After we talked and Zara told me about what she’d like to achieve I brainstormed and sketched up some ideas. At this point I scribble everything down and don’t reject any option no matter how impossible or outlandish. The filter and development is the next stage. I wanted to avoid current trends that would quickly date her image and to keep Zara as the focus of the image rather than her outfit. I narrowed down my ideas to achievable ones that I felt fit her brief. We met and talked about my suggestions & chose a few ideas Zara liked.
One idea was to photograph Zara & make it look like she was stepping into one of her own paintings. We put some paint on her feet and on the hem of her skirt so she would make multi-coloured foot prints to show her path. The image below is a mock up I made as an example (the painted element isn’t one of Zara’s)
For another idea, I made Zara a white tutu (as she couldn’t find the style of skirt in the shops) and we dripped and poured paint onto it and covered over the surrounding area like a crime scene so she could swish about and spatter paint everywhere. Zara was up for all of it and we all got totally carried away.
Then we added more paint, and then some more. Zara painted the floor in her own style and Michelle added some paint to Zara’s make up. Zara lay on the floor and I climbed up a ladder to shoot. From there it really looked like the scene of a kalidoscopic crime.
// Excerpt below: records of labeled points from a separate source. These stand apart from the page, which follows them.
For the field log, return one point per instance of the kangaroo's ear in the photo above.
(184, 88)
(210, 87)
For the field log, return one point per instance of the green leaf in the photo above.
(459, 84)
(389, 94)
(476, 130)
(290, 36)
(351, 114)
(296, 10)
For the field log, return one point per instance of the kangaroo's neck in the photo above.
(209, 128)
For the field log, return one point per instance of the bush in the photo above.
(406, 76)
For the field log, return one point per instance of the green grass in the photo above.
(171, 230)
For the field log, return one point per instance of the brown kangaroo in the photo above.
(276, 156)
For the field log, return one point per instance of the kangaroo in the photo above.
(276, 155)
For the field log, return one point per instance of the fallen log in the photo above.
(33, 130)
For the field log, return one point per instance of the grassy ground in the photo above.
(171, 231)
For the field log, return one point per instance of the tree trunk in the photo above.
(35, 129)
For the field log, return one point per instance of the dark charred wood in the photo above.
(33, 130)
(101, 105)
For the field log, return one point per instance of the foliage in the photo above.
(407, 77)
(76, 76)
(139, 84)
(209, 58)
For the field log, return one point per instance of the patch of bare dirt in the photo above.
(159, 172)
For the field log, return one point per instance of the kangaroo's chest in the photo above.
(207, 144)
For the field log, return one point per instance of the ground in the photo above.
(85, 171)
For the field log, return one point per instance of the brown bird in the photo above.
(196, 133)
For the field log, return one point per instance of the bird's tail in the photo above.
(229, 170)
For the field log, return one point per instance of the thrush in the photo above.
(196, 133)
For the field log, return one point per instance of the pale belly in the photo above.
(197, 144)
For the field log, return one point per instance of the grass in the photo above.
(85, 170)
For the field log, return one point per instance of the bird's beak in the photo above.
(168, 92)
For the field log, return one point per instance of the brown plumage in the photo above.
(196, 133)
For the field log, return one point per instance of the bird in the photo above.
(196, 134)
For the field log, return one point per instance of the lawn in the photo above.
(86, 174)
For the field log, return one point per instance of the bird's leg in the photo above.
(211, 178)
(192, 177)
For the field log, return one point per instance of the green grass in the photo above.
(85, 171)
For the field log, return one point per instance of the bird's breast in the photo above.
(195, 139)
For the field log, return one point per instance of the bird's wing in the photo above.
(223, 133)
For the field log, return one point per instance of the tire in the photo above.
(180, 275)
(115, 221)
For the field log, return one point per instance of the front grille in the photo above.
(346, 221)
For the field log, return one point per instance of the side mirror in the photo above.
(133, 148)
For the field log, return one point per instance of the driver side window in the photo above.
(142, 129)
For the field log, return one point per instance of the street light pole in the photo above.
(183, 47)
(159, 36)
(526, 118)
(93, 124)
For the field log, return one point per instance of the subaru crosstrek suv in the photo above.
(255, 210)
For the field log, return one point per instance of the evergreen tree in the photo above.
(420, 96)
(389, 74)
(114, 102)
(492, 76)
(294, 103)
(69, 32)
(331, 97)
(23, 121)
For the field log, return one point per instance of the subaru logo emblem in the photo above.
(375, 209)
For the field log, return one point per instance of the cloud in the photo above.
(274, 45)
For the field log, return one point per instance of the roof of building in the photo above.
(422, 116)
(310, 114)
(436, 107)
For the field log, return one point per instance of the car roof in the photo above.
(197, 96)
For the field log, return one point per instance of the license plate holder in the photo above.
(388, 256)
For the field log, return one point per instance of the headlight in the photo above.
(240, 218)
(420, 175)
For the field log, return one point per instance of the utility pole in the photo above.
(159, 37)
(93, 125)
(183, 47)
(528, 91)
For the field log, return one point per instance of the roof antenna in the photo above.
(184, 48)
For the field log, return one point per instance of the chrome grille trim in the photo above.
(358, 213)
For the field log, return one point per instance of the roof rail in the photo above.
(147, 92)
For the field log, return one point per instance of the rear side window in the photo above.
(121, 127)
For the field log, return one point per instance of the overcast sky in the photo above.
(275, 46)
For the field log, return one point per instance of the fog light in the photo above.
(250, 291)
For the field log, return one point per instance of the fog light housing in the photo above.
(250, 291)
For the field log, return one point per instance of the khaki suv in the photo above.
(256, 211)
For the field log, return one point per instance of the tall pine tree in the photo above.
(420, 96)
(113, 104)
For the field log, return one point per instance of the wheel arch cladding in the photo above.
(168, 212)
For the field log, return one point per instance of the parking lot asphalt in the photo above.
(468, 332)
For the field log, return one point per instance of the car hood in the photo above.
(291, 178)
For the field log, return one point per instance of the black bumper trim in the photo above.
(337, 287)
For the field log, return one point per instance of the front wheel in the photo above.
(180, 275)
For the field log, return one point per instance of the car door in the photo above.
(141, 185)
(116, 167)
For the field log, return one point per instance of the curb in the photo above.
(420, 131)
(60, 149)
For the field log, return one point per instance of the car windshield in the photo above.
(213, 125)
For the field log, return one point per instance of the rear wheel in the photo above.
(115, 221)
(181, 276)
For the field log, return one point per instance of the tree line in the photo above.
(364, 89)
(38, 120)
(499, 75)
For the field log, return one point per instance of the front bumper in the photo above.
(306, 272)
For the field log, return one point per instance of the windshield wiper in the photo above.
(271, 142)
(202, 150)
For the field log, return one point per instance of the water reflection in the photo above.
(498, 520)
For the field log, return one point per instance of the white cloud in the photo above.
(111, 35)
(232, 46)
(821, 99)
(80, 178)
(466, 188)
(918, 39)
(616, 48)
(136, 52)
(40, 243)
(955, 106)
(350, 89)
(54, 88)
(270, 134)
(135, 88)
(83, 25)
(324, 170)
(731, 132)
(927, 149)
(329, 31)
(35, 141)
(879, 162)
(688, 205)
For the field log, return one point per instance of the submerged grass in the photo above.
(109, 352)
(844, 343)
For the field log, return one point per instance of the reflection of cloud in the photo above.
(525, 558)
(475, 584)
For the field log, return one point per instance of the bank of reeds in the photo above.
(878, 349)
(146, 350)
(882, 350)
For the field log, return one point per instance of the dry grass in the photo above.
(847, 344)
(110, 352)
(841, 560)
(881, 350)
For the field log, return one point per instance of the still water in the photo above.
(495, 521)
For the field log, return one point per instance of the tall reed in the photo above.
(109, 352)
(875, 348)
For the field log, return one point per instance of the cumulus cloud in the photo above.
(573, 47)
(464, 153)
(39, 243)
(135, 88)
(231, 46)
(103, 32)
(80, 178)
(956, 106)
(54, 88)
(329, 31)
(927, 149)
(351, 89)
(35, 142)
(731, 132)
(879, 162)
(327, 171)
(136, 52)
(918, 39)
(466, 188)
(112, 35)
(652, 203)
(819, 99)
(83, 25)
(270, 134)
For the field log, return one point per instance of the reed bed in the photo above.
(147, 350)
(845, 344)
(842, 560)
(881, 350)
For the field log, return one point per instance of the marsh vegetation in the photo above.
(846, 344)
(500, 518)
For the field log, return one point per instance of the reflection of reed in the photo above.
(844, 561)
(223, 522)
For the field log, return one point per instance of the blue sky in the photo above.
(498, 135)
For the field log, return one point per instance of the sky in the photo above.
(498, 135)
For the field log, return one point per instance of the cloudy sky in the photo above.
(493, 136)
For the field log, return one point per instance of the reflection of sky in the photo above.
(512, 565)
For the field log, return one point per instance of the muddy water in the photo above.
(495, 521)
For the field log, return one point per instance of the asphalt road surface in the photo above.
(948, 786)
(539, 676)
We had great fun shooting and splashing and made a huge mess (thank goodness for massive plastic sheets). When the wheels came off and we were really letting loose with the paint, the make up artist Michelle Anderson really came into her own and was able to take Zara’s make up from a natural beauty look to riot of colourful brushstrokes. She was careful to keep the painting of Zara’s face in a brush stroke style similar to Zara’s own handiwork on the floor to make the overall look cohesive. We then literally poured paint straight from the bottle onto Zara so it dripped over her shoulder and down her arms as she sat elegantly on the floor trying not to laugh at the absurdity of the moment. Michelle and I have worked together many times before and you can read more about her creative genius here from my perspective or visit her own website where she’s far too humble about her greatness.
With Zara completely covered in paint from top to toe, I knew I had loads of different images for her to choose from. We finished up shooting and then Zara came back a few days later, (when she’d finally got the last traces of paint off,) to pick the image she thought would best represent her and her new blog. You can now visit Zara’s blog and see her beautiful artwork and read about her experience of our shoot together in her latest blog post.
The skirt, still covered in paint is now hanging on my studio wall. I really like it as an art piece in itself. Along the journey of creating Zara’s images I think it became a good representation of what I love to do. It reminds me to be creative, allow experiments, make a huge mess, share the brush, work hard and enjoy the process of creating as much as the end result.